Les consultations spécialisées ont également connu une augmentation, passant de 3.233 consultations en 2020 à 6.916 en 2025. S’agissant des consultations et soins bucco-dentaires, le volume est passé de 9.143 actes en 2020 à 19.714 en 2025. Les consultations psychologiques enregistrent aussi une progression, avec 6.041 consultations en 2025, contre 4.966 en 2020. Enfin, la médecine du travail affiche une hausse importante, passant de 25.047 actes en 2020 à 50.425 en 2025.
À moyen terme, l’Inspection des services de santé de la Sûreté nationale inscrit son action dans le cadre du plan Santé-2026, qui constitue la feuille de route stratégique pour la structuration d’un système de santé propre à la DGSN, performant, résilient et autonome. Ce plan vise à consolider les acquis enregistrés ces dernières années tout en accompagnant la montée en charge des besoins liés aux exigences du métier policier et à l’évolution du contexte sanitaire.
Les priorités identifiées portent en premier lieu sur le renforcement de la santé et de la sécurité au travail, à travers le développement des dispositifs de prévention, de suivi médical et de médecine curative. L’élargissement et la diversification de l’offre de soins figurent également parmi les axes majeurs, afin d’améliorer l’accessibilité et la qualité des prestations au profit des policiers actifs, retraités et de leurs ayants droit.

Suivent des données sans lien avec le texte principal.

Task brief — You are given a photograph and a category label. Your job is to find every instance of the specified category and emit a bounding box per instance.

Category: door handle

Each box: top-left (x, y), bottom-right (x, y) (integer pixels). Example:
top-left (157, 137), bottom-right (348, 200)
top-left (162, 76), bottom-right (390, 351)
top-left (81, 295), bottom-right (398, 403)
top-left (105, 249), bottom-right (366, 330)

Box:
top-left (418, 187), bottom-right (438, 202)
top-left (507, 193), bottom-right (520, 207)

Le plan Santé-2026 prévoit par ailleurs une modernisation de la gouvernance des services de santé, accompagnée d’un renforcement de leur résilience organisationnelle. Cette orientation s’appuie sur l’optimisation des processus internes, la clarification des circuits de prise en charge et l’amélioration des mécanismes de pilotage et d’évaluation des performances.

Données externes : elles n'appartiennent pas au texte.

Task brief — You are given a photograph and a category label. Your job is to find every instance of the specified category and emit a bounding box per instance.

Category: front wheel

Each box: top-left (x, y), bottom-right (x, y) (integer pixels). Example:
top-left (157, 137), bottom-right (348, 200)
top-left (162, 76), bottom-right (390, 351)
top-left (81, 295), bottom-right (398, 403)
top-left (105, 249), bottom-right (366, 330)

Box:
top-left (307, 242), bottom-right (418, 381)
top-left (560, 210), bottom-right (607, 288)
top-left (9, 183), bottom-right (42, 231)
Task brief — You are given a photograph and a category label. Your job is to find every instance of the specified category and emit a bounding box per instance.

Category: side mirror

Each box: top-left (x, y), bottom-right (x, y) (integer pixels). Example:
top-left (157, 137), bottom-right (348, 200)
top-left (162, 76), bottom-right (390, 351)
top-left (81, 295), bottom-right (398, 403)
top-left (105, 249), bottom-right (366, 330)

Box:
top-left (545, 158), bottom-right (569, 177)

Un volet central concerne l’accélération de la digitalisation des services de santé. Celle-ci porte notamment sur la dématérialisation des dossiers médico-administratifs et des dossiers médicaux des patients, ainsi que sur la modernisation des procédures de sélection médico-psychologique des nouvelles recrues. L’objectif est de gagner en efficacité opérationnelle, en traçabilité et en qualité de service, tout en facilitant la gestion des flux et des données de santé.

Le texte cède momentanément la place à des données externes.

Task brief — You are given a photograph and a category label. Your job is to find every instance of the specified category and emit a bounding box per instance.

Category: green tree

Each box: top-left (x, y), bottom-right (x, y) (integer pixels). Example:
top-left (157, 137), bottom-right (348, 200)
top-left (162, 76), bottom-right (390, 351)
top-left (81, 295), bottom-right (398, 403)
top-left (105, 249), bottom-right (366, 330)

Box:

Avec des dispositifs étendus, une organisation territoriale repensée et une offre de prestations diversifiée, l’action sociale de la DGSN s’inscrit désormais dans une logique de performance et de proximité. Les chiffres enregistrés en 2025 font preuve de cette montée en capacité, portée par une stratégie qui associe protection sociale, prévention et accompagnement.